Portland stone has been exported from the Isle of Portland in Dorset since Roman times. Cool and authoritative, it is used to give monuments and civic, royal and ecclesiastical buildings a sense of grandeur and a solemn presence. It has become a marker of absence and of the passage of time, used across London from the Palace of Westminster and Buckingham Palace to the Bank of England and Tower of London. For centuries, the stone has been dug from Portland’s quarries and shipped to London, leaving an inverse of the city behind. In his exhibition at SPACE Josh Bilton takes Portland stone as his focus, looking at its displacement from Portland to London and the duality of these two locations.

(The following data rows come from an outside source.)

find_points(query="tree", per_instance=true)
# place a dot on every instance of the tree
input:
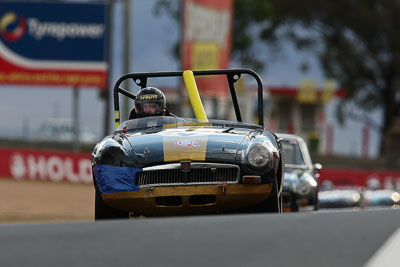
(356, 42)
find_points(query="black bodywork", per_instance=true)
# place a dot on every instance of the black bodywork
(154, 151)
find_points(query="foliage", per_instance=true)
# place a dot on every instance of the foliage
(356, 42)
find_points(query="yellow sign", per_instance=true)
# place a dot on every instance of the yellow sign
(205, 56)
(328, 91)
(307, 92)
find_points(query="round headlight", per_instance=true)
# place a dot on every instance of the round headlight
(303, 187)
(258, 156)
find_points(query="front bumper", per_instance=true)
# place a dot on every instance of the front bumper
(189, 199)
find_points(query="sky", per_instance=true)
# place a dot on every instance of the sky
(24, 109)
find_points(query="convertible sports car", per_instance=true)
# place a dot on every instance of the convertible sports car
(300, 187)
(169, 165)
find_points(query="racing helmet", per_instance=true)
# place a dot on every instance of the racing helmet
(150, 101)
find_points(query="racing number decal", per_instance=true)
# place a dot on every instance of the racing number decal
(191, 148)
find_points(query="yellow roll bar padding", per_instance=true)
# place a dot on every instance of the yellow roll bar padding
(194, 96)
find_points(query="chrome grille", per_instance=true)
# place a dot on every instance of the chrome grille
(200, 173)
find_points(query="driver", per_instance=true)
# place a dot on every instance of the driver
(150, 101)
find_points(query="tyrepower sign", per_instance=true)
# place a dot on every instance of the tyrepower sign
(44, 43)
(206, 41)
(45, 165)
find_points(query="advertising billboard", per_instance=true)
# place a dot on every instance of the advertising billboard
(43, 43)
(206, 41)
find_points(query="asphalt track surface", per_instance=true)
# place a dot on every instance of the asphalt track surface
(342, 238)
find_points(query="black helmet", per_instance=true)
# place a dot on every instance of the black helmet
(150, 101)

The exhibition begins with a video and sound installation in the Mare Street gallery. The three-screen video work comprises footage of the Portland peninsula, intermixed with shots of the workshop where the stone is cut. Bilton is shown performing in the limestone quarries, a small figure in a landscape scarred by excavation. We see him again in an anonymous studio, interacting with cut pieces of Portland stone, his face hidden behind a mask. In his performances, Bilton assumes the role of various ‘characters’ – placing a layer of fiction between himself and his environment. This exercise draws on his interest in the interface between society and the self and our subjective experience of the physical world. The sound piece accompanying the video is a composite of field recordings from the cutting workshop, finger clicks, claps and hums of human voice. For Bilton, these sounds form the ‘undersong’ of the stones from which the show takes its title.

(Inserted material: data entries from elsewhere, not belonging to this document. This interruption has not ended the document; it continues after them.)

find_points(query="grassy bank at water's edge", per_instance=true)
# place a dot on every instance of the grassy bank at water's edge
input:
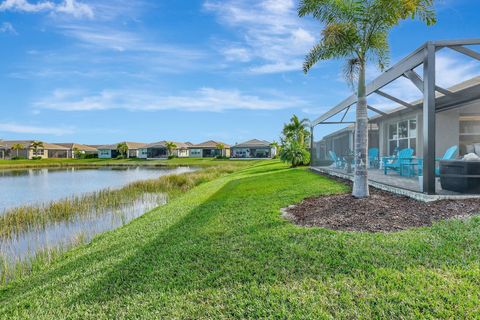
(14, 222)
(21, 164)
(221, 250)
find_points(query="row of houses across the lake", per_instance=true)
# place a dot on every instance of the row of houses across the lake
(30, 149)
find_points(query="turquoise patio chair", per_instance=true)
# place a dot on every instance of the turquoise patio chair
(450, 154)
(338, 161)
(373, 160)
(395, 163)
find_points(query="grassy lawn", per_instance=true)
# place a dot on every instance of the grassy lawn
(17, 164)
(221, 250)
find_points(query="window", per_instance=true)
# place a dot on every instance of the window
(401, 135)
(39, 152)
(469, 132)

The exhibition’s second component leads visitors outside the gallery on a self-guided walking tour of the local area. Before embarking on the tour, you are invited to take a piece of Portland stone from the ‘cairn’ in the foyer of SPACE. Carrying this, you are directed through Hackney to a series of monuments built in Portland stone – a warehouse, a pavilion, a town hall, a church and burial tombs. At the last stop, you leave your stone in a pile under the bell tower of St John-at-Hackney Church, contributing to a new ‘cairn’ that grows as the one at SPACE depletes. Each stopping point along the tour has a corresponding sound piece and poem, the latter written by Holly Corfield Carr, Bilton’s collaborator on the project.
In one poem, to be read in front of two tombs in St Thomas’ Burial Ground, Corfield Carr writes, ‘as audience to your own body, you happen twice’. This idea – of happening twice – characterises Bilton’s exhibition at SPACE. It is marked by a sense of things existing in duplicate – Portland in London, London in Portland, presence and absence, and a show both inside the gallery and out.